We agreed that our current no-show rate of 31% was too high.

We then formed a team of residents, fac­ulty members, therapists, front office staff, an office manager, and an office nurse. We explored and hypothesized what could be contributing to the high no-show rate (Table 2).

Several interventions were then devised and implemented:
Patients. We increased patient educa­tion about 1) the need for regular follow-up and 2) risks associated with medication nonadherence.
Environment. We explored environ­mental limitations to access and agreed that certain static factors could not be mod­ified—eg, location of the clinic and lack of access to public transportation. We were able to make some changes to the environ­ment (explained later) to reduce wait time.
Staff. Some patients had complained of long wait times, which could hinder active participation in treatment. We agreed that the clinic nurse would make rounds through the waiting room every hour and talk to patients. The nurse would identify patients who had been waiting for longer than 30 minutes after their scheduled appointment time and notify the doctor accordingly. We also agreed to revise patient appointment reminder practices: instead of using an automated answering service, one of the staff members called patients personally to remind them about their appointments. (This also allowed us to update telephone numbers for many patients; numbers on record often were outdated.) We initially recruited summer interns and provided a written script to follow during calls to patients, which allowed patients to con­firm, cancel, or reschedule their appoint­ment. Once we demonstrated positive results from the change to personal calls, the department agreed to absorb the cost, and front desk personnel began making reminder calls.
Policies and procedures.
Although some practices are able to charge a small fine for missed appointments, this was not allowed at our institution. Instead, we had several departmental policies on the books, such as discharging patients from our clinics if they missed 3 consecu­tive appointments and limiting prescrip­tion refills to a maximum of 6 months. These policies were neither communi­cated to patients and staff, nor were they implemented. We decided to educate patients and staff and implement the policies.
Transparency. We posted the no-show rate in common areas so that the team could review and follow the progression of that rate as we implemented the changes. This allowed team members to take own­ership of the project and facilitated active participation.

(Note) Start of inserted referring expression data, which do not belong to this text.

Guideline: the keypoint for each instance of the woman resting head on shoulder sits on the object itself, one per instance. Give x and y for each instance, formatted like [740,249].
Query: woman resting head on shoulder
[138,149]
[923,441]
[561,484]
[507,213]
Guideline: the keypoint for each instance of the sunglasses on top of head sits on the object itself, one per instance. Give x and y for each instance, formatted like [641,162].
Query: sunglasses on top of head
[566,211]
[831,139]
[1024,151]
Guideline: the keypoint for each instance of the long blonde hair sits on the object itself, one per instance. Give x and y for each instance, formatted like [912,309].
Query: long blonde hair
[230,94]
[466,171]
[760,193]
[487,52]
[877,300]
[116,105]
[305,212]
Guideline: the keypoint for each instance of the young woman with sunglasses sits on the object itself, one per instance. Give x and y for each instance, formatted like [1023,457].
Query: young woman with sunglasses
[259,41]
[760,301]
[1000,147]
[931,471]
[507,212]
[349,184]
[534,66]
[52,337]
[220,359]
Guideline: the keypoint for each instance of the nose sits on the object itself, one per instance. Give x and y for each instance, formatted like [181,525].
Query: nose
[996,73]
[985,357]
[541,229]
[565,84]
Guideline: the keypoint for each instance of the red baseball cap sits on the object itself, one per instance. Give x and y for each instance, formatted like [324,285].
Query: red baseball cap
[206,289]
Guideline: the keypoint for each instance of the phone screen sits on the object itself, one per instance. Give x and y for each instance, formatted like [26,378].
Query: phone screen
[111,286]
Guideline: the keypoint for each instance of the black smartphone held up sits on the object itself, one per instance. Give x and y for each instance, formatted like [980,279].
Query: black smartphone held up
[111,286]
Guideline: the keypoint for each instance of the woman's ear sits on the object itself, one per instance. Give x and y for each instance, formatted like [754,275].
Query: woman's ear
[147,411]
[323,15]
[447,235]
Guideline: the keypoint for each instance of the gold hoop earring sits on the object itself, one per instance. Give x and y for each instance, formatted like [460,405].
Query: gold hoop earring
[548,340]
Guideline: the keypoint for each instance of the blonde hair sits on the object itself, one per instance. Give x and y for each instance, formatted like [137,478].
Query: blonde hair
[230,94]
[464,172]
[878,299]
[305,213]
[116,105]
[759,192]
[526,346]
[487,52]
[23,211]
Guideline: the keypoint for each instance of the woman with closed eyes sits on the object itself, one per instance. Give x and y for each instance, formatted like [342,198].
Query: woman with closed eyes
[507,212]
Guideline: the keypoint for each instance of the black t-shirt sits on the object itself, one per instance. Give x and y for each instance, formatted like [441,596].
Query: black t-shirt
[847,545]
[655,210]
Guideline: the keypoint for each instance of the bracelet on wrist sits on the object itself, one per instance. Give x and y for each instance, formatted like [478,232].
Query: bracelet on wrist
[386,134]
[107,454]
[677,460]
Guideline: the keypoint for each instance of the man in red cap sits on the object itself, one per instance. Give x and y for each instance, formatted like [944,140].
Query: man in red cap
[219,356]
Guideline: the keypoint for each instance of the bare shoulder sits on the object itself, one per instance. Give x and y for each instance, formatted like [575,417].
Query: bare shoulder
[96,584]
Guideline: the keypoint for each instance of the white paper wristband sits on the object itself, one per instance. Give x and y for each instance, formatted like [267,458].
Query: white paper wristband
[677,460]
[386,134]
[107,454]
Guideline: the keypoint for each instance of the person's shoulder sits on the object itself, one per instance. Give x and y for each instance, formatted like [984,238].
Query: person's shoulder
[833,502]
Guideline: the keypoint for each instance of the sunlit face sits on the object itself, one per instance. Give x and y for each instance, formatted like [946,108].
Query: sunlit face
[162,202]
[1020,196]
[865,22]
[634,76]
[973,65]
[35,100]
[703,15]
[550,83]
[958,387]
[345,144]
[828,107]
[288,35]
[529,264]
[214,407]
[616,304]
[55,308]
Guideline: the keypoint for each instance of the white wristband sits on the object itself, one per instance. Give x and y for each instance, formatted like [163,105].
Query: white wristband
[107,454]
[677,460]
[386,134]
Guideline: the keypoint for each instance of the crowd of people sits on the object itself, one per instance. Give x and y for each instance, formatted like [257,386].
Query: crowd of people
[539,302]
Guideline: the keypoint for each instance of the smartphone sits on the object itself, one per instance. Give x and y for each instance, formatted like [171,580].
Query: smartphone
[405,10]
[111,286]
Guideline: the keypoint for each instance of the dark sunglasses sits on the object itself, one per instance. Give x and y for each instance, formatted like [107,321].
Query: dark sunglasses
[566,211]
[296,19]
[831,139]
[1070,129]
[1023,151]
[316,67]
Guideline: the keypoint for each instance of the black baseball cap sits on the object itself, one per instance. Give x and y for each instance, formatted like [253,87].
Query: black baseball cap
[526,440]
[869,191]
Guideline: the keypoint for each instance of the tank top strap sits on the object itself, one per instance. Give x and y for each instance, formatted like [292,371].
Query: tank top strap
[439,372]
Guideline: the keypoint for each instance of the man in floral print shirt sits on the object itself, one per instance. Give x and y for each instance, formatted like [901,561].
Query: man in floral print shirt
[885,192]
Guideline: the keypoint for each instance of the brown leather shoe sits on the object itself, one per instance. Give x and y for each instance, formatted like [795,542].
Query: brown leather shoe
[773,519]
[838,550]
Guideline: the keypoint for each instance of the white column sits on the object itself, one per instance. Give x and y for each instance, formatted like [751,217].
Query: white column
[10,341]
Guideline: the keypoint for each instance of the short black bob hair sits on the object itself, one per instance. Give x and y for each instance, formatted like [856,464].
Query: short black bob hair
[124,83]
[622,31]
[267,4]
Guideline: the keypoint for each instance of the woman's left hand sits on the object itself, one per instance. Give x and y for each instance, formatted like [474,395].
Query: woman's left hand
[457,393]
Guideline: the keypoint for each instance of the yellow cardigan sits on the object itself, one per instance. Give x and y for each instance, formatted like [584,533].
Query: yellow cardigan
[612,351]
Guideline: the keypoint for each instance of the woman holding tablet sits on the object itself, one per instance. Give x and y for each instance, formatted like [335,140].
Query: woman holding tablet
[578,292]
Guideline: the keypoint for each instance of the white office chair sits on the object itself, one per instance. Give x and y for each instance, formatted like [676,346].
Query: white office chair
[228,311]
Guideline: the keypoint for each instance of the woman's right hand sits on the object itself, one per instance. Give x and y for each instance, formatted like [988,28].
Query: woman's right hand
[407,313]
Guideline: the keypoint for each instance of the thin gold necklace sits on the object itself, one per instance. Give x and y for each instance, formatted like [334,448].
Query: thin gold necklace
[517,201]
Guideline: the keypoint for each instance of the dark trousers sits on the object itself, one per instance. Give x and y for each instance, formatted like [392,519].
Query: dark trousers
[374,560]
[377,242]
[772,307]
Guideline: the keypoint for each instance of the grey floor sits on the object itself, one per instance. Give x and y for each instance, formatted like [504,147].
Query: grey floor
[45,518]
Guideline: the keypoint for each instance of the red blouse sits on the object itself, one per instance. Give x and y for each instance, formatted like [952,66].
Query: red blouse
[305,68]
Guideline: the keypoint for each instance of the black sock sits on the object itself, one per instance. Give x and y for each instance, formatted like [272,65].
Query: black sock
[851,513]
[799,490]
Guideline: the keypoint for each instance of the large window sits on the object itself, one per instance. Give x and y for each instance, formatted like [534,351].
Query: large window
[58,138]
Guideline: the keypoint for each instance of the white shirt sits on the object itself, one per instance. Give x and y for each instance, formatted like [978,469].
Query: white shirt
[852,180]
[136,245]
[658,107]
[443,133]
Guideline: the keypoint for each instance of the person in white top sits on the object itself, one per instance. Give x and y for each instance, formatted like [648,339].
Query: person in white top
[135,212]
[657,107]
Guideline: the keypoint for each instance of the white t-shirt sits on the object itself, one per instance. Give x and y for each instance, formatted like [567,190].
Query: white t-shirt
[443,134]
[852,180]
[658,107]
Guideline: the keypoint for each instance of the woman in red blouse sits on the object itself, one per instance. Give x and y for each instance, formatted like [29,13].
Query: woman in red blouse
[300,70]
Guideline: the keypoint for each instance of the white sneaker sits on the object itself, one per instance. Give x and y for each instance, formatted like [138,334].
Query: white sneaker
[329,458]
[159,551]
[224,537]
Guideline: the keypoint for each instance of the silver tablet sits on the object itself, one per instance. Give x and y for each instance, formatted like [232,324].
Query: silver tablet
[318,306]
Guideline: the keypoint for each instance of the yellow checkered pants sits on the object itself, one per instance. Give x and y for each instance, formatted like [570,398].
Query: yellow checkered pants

By implementing these changes, we aimed to reduce the no-show rate to 20%.

Results. We were able to reduce the no-show rate from a documented average of 31% to an average of 12% during the study period after implementing all the pro­posed changes in the outpatient clinics.

We calculated the no-show rate (as shown in Table 1 for May 2013), then collected the daily no-show rate from June to September 2013 (Figure). With these calculations, we demonstrated a reduction in the no-show rate to 12%. Because of the time and effort required, we reduced data collection from daily to weekly, beginning in September.

Applying the changes required con­sistent effort and substantial input from various stakeholders—front desk staff, residents, the nurse, therapists, and fac­ulty. Gradually, we were able to implement all the changes.

Keeping the no-show rate low required consistent effort and monitoring of the newly implemented procedures because even a slight change, such as failure to make reminder calls, resulted in a sudden increase in the no-show rate (that was the case in October of the study period, when we were short-staffed and could not call every patient). Patients told us that it was difficult to ignore a personal call; if they were not planning to keep the appoint­ment, the call allowed them to reschedule on the spot.

We also made sure that current no-show rates were posted in common areas, visible to team members every day.